Nella nostra epoca le donne muoiono più degli uomini a causa di malattie cardiovascolari e quindi c'è la necessità di approfondire le conoscenze riguardo questo aspetto. Sono due le conferenze previste tra il 17 e il 22 aprile nell'ambito dell'ottava giornata per la salute della donna organizzate agli ospedali di Arco (a palazzo Palme) e di Rovereto, entrambi "ospedali bollini rosa" per l’attenzione ai servizi dedicati alla prevenzione, diagnosi e cura delle principali patologie femminili, hanno aderito all’iniziativa.
In particolare il 17 e il 21 aprile si terranno due conferenze dal titolo “Insieme per il cuore delle donne.

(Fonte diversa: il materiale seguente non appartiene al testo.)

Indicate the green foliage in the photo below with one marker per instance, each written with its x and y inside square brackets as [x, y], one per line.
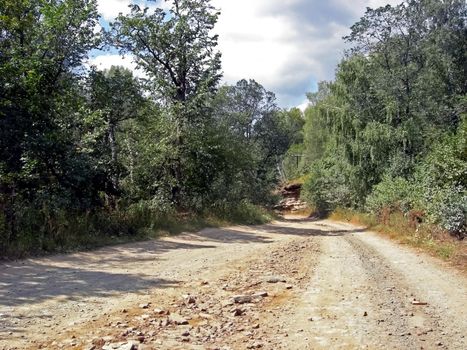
[389, 132]
[327, 185]
[392, 193]
[88, 156]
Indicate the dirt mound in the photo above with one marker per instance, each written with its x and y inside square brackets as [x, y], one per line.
[291, 198]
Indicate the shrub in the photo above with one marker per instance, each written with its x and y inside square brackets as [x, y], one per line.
[327, 186]
[391, 193]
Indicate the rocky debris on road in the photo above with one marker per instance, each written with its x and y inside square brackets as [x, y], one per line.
[209, 315]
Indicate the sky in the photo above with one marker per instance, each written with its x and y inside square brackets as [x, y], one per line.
[285, 45]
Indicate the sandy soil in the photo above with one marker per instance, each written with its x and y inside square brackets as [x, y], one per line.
[293, 284]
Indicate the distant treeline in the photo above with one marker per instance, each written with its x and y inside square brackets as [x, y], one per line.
[390, 133]
[87, 152]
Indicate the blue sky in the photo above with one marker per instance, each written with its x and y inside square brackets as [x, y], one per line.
[286, 45]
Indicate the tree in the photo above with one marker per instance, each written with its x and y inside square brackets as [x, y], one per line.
[177, 51]
[42, 46]
[118, 96]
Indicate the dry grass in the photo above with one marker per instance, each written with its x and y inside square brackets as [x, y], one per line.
[425, 237]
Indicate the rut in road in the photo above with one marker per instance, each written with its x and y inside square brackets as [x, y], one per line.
[293, 284]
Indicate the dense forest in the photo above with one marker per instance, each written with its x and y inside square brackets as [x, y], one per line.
[95, 153]
[389, 134]
[90, 153]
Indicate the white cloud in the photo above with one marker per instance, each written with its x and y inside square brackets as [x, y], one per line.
[286, 45]
[103, 62]
[109, 9]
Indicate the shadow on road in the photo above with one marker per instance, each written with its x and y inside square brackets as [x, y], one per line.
[34, 282]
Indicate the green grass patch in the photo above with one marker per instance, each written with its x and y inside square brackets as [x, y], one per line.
[426, 237]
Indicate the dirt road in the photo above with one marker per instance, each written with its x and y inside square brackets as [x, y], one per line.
[293, 284]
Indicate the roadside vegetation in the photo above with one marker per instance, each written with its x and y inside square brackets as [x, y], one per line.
[89, 157]
[388, 137]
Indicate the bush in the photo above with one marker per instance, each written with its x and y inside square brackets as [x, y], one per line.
[327, 186]
[391, 193]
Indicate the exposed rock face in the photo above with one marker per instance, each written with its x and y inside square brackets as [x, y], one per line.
[291, 201]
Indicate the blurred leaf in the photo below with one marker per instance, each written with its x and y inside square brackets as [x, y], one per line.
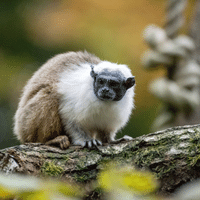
[126, 178]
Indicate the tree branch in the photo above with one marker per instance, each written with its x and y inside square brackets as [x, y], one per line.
[172, 154]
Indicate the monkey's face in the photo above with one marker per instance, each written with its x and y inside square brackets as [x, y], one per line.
[111, 86]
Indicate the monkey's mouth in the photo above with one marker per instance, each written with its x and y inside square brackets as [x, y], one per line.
[106, 97]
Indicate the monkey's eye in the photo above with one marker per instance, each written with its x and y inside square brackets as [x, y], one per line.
[114, 83]
[100, 81]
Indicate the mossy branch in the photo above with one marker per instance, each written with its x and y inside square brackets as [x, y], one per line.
[172, 154]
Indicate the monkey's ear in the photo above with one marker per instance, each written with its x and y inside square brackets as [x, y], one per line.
[130, 82]
[92, 73]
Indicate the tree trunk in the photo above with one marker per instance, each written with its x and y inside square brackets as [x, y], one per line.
[173, 155]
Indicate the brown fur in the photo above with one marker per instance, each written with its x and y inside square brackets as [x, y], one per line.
[37, 118]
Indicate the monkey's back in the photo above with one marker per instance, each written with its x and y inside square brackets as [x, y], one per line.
[37, 118]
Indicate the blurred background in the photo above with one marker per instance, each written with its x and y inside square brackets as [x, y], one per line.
[32, 31]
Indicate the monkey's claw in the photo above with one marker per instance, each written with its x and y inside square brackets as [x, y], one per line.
[92, 143]
[61, 141]
[123, 139]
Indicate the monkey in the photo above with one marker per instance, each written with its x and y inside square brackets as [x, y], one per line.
[75, 99]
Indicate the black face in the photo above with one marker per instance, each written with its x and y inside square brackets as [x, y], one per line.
[111, 86]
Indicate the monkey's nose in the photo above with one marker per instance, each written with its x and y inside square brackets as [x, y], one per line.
[105, 90]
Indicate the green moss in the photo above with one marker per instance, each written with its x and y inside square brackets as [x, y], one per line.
[85, 176]
[51, 169]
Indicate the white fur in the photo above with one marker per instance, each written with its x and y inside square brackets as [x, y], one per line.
[79, 103]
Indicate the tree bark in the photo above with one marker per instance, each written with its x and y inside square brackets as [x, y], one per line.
[173, 155]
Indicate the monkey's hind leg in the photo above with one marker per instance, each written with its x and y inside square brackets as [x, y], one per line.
[37, 119]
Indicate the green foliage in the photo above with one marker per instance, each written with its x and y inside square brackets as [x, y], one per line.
[26, 188]
[127, 180]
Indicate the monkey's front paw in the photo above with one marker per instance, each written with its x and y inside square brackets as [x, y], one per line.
[123, 139]
[91, 143]
[61, 141]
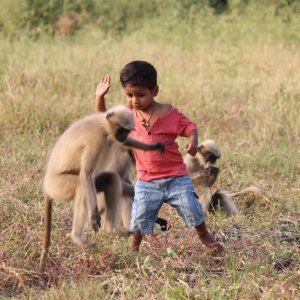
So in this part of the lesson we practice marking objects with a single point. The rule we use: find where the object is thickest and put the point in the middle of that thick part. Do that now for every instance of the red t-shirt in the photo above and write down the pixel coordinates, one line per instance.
(152, 164)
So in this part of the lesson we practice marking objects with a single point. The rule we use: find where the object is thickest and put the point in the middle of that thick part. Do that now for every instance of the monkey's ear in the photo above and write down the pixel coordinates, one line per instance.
(109, 115)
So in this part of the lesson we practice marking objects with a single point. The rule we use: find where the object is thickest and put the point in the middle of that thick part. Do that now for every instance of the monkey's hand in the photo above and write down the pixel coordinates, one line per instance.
(95, 220)
(158, 146)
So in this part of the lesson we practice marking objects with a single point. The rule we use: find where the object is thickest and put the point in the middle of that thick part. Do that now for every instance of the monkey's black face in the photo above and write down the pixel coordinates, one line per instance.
(212, 158)
(122, 134)
(213, 171)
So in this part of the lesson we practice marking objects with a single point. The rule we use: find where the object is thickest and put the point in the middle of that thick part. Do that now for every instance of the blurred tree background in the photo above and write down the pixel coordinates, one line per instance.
(35, 17)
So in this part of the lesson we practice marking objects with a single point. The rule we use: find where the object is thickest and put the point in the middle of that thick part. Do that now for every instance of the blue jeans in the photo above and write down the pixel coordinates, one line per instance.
(150, 196)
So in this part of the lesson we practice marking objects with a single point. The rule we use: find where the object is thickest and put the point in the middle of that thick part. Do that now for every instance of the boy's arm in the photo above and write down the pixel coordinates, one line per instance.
(101, 91)
(191, 147)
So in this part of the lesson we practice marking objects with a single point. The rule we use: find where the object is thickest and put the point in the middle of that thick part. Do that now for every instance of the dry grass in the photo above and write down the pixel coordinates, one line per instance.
(244, 93)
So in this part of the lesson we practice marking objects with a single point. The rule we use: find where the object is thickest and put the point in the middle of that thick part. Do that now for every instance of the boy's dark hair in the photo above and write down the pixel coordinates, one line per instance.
(139, 73)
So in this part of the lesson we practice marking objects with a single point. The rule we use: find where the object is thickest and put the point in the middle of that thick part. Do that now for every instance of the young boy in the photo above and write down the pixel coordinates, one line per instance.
(161, 178)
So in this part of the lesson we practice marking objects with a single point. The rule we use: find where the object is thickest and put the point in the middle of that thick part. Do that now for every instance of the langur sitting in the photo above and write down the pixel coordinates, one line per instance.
(83, 153)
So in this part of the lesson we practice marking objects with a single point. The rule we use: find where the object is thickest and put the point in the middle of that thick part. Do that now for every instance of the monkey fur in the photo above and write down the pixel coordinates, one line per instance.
(81, 154)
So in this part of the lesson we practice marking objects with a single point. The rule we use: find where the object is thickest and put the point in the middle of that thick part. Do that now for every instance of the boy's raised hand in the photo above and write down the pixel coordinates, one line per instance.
(103, 86)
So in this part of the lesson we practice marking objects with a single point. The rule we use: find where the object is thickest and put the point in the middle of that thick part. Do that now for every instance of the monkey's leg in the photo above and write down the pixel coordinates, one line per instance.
(47, 236)
(79, 221)
(114, 202)
(225, 200)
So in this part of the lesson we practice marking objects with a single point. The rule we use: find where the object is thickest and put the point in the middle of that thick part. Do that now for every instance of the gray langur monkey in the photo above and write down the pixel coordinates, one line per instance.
(204, 174)
(82, 154)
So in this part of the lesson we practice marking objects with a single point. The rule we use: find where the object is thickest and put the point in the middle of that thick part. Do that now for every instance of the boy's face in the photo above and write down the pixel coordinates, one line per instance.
(139, 97)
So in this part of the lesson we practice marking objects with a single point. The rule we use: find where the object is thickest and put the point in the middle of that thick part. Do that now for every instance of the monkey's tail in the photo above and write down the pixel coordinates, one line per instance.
(47, 228)
(251, 190)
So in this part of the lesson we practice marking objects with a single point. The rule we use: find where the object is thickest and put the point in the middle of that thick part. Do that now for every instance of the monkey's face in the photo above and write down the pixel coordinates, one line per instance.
(122, 134)
(210, 151)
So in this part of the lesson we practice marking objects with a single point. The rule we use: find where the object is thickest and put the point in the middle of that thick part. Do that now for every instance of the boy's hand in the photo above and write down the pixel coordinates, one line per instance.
(191, 148)
(103, 86)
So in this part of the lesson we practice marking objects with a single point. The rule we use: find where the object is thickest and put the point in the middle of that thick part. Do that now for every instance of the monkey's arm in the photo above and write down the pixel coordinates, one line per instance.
(88, 162)
(135, 144)
(101, 91)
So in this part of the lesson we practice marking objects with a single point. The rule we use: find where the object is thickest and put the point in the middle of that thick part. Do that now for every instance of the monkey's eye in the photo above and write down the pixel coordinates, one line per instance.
(212, 158)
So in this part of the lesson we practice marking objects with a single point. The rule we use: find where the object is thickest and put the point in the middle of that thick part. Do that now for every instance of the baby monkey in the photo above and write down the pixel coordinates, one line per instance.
(82, 153)
(204, 174)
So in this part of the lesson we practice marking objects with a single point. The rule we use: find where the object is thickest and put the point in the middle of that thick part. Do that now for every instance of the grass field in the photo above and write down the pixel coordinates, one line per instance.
(238, 79)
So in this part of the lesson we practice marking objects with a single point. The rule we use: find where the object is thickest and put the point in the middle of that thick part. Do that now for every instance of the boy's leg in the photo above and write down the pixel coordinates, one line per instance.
(135, 241)
(185, 199)
(146, 204)
(207, 240)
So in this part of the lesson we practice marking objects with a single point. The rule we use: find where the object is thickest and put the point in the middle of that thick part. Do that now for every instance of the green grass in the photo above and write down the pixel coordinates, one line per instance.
(238, 79)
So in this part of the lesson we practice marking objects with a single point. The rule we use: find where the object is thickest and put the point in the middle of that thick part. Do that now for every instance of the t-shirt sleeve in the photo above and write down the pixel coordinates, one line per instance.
(185, 125)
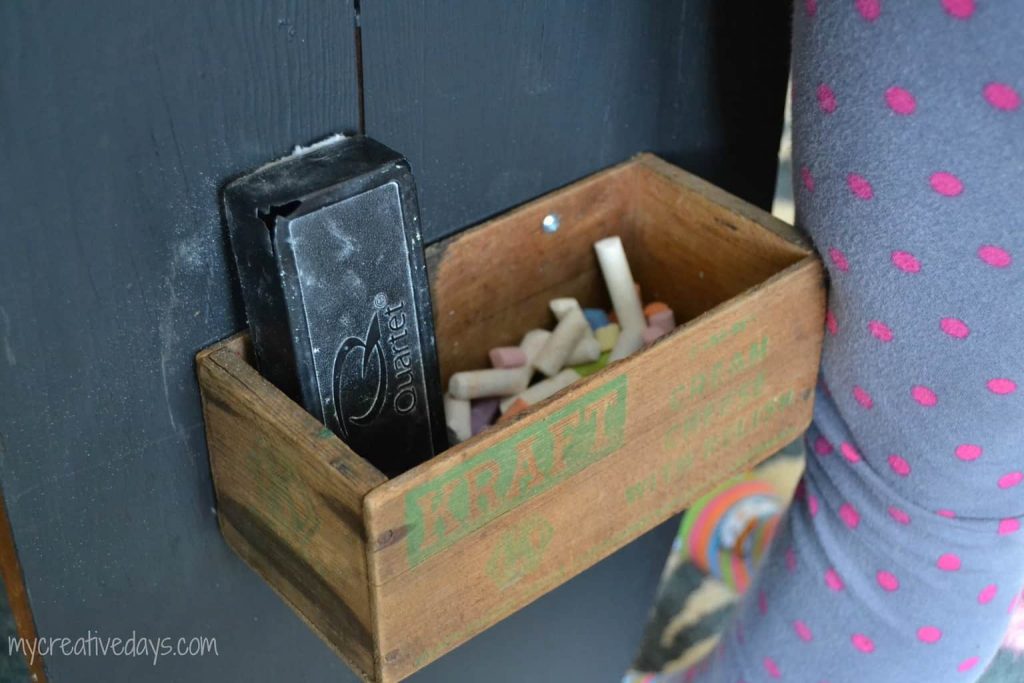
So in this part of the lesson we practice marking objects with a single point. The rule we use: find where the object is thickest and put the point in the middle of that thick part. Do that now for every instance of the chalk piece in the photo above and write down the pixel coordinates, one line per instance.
(663, 318)
(556, 350)
(457, 416)
(482, 414)
(597, 317)
(607, 336)
(543, 389)
(560, 307)
(588, 350)
(508, 356)
(619, 280)
(549, 387)
(654, 307)
(591, 368)
(652, 334)
(484, 383)
(531, 344)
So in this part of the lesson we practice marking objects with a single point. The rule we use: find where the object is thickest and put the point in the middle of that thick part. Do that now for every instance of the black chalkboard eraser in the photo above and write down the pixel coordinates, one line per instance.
(330, 258)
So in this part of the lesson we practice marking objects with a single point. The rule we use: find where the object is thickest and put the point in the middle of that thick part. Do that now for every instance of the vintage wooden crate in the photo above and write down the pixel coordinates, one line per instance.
(393, 573)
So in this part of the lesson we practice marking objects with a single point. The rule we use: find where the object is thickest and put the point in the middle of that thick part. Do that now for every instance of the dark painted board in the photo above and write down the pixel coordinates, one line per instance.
(496, 102)
(118, 124)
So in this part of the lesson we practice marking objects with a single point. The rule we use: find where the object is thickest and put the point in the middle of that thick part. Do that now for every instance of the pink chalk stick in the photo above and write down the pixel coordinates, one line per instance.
(663, 318)
(652, 334)
(508, 356)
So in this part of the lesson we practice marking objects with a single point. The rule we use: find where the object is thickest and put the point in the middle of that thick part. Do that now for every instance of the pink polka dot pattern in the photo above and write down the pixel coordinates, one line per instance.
(924, 395)
(899, 515)
(862, 397)
(954, 327)
(1009, 525)
(905, 261)
(900, 100)
(839, 258)
(849, 452)
(1001, 386)
(830, 324)
(997, 257)
(887, 581)
(1001, 96)
(869, 9)
(961, 9)
(899, 465)
(880, 331)
(808, 179)
(826, 98)
(968, 665)
(849, 515)
(862, 643)
(833, 580)
(948, 562)
(987, 594)
(968, 452)
(946, 184)
(1010, 480)
(860, 186)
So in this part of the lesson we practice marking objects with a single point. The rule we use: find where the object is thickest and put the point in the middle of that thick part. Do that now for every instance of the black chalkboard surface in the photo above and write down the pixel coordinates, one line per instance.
(121, 122)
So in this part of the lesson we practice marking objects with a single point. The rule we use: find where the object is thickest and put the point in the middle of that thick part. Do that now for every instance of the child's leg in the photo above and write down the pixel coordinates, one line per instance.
(909, 157)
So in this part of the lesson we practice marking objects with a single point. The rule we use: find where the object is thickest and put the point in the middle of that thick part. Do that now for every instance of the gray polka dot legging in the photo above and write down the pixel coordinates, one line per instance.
(908, 134)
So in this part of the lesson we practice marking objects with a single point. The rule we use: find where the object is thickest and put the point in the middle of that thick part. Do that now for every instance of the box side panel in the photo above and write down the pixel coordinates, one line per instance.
(695, 253)
(457, 548)
(290, 502)
(492, 284)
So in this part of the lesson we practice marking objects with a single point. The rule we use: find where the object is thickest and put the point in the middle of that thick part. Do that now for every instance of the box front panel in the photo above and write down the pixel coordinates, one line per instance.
(472, 539)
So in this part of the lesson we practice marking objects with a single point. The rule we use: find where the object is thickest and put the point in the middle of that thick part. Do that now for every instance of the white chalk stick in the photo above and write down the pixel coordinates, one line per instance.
(619, 280)
(566, 335)
(457, 416)
(484, 383)
(587, 349)
(607, 336)
(543, 389)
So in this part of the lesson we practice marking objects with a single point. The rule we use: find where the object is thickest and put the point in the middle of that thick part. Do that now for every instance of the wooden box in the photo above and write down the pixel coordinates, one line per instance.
(394, 573)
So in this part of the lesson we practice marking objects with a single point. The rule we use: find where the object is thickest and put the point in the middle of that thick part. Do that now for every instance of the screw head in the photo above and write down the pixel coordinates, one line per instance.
(551, 222)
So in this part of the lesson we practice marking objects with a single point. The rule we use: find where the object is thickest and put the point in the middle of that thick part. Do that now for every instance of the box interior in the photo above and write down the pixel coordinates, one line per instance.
(491, 285)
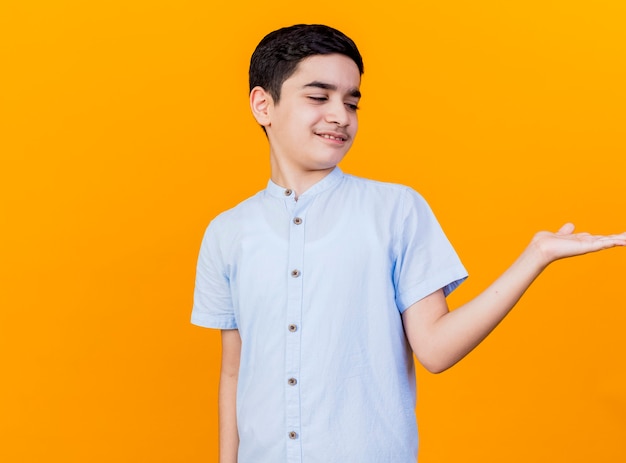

Quando cardiologo, ginecologo, reumatologo e psicologo lavorano assieme” nelle quali, per la prima volta in Trentino, si affronta il tema del cuore delle donne da una prospettiva multi specialistica.
Gli incontri, organizzati dall’Unità operativa di cardiologia del Santa Maria del Carmine di Rovereto in collaborazione con le unità operative di ginecologia e di psicologia di Rovereto e l’unità operativa di reumatologia del Santa Chiara di Trento, si terranno in due date: il 17 aprile alle 17 nella sala riunioni di palazzo Le Palme di Arco e il 21 aprile alle 17 nell’aula magna dell’ospedale di Rovereto.
Le conferenze, aperte a tutta la cittadinanza, sono moderate da Maurizio Del Greco, direttore dell’Unità operativa di cardiologia di Rovereto, e da Fabrizio Taddei, direttore del dipartimento ostetrico-ginecologico.